Lernen statt leer fahren

Der Ridesharing-Dienst Moia startet eine zweijährige Begleitforschung in Hamburg. Analysiert werden die Effekte des Angebots auf den gesamten Verkehr in der Stadt sowie das Verhalten der Nutzer*innen

Die Ergebnisse sollen für andere Städte nutzbar gemacht werden

Von Katharina Gebauer

Der Ridesharing-Dienst Moia will herausfinden, wie sich sein Mobilitätsangebot auf Hamburg auswirkt. In den kommenden zwei Jahren werden Wissenschaftler*innen der Bundeswehruniversität München (UniBwM) und des Karlsruhe Institute of Technology (KIT) die Wirkungen von Moia auf die Stadtmobilität analysieren, teilte das Unternehmen am Mittwochvormittag bei einer Pressekonferenz mit.

Im Rahmen einer Begleitforschung beschäftigen sie sich mit den Effekten des Sharing- und -Pooling-Angebots auf den gesamten Stadtverkehr und erforschen, welches Verkehrsmittel die Nutzer*innen für Moia-Fahrten stehen lassen.

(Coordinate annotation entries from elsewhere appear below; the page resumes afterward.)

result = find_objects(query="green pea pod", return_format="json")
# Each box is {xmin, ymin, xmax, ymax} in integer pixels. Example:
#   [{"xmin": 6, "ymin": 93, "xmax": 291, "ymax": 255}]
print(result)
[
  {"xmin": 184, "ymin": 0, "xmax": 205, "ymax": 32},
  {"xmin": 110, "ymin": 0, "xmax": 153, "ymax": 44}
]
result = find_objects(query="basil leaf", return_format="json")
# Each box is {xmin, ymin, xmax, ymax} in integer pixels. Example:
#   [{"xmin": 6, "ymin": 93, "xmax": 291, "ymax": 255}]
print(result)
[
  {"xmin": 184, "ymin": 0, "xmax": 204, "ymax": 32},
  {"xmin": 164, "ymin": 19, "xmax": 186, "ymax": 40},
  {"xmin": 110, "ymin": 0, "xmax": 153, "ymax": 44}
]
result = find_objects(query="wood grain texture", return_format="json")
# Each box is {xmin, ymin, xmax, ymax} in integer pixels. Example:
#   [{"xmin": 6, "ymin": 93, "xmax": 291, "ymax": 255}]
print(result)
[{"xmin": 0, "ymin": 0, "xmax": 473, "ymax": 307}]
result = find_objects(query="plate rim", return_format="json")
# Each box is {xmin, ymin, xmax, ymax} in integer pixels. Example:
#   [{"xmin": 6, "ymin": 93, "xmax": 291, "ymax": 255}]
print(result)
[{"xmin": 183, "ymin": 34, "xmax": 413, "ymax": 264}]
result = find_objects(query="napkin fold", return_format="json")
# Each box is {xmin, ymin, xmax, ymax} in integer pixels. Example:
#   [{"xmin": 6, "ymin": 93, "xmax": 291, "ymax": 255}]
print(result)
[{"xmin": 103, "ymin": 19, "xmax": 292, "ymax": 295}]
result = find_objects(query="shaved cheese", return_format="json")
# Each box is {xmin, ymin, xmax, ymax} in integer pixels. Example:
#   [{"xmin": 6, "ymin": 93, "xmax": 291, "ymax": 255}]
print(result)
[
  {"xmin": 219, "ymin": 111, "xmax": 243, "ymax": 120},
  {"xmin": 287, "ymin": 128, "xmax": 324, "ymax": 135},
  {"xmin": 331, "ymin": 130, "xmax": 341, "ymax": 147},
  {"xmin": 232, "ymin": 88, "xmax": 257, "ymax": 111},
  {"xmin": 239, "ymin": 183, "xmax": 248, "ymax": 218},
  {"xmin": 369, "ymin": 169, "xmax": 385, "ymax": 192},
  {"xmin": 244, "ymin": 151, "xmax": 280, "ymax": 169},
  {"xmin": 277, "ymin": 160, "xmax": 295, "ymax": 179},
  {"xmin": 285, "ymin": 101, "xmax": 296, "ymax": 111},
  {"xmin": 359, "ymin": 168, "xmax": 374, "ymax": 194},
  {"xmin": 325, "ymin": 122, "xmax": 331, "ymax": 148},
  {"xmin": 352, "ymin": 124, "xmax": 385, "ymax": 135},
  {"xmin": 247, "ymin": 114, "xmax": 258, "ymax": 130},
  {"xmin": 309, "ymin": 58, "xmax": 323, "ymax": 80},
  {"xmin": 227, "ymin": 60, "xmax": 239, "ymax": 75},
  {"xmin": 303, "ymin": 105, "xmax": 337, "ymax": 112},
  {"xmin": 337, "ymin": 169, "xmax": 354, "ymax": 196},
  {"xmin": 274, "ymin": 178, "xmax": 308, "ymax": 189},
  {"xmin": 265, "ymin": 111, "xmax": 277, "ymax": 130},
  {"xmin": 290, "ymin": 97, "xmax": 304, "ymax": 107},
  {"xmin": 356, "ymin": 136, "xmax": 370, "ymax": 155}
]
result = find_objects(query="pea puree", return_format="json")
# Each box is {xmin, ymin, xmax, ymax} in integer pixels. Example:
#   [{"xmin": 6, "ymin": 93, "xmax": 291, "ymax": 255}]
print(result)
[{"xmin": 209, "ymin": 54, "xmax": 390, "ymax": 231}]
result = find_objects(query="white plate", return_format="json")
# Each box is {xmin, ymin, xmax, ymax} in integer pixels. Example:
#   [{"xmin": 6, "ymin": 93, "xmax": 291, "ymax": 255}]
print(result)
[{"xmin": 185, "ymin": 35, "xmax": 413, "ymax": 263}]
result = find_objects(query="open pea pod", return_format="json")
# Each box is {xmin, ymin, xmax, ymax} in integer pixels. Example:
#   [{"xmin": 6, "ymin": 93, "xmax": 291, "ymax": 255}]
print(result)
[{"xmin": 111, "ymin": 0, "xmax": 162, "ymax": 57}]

Rund eine Viertelmillion Menschen nutzen die App, seit Mitte April wurden 340.000 Fahrten gebucht. „Es gibt mehr Nachfrage, als wir momentan bedienen können“, sagt Moia-Sprecher Christoph Ziegenmaier. Moia ist seit April mit derzeit etwa 100 elektrisch betriebenen Fahrzeugen auf Hamburgs Straßen unterwegs und bereits seit Oktober 2017 in Hannover präsent.

Ein Bus des VW-Tochterunternehmens lässt sich per App ordern, an einem festgelegten Haltepunkt steigt man hinzu. Ziel ist, die Wegstrecke mit bis zu sechs Personen zu teilen, um das Verkehrsaufkommen zu reduzieren. Dadurch wird auch der Preis geteilt: Er liegt mit durchschnittlich sechs bis sieben Euro pro Fahrt etwa zwischen öffentlichen Verkehrsmitteln und Taxis.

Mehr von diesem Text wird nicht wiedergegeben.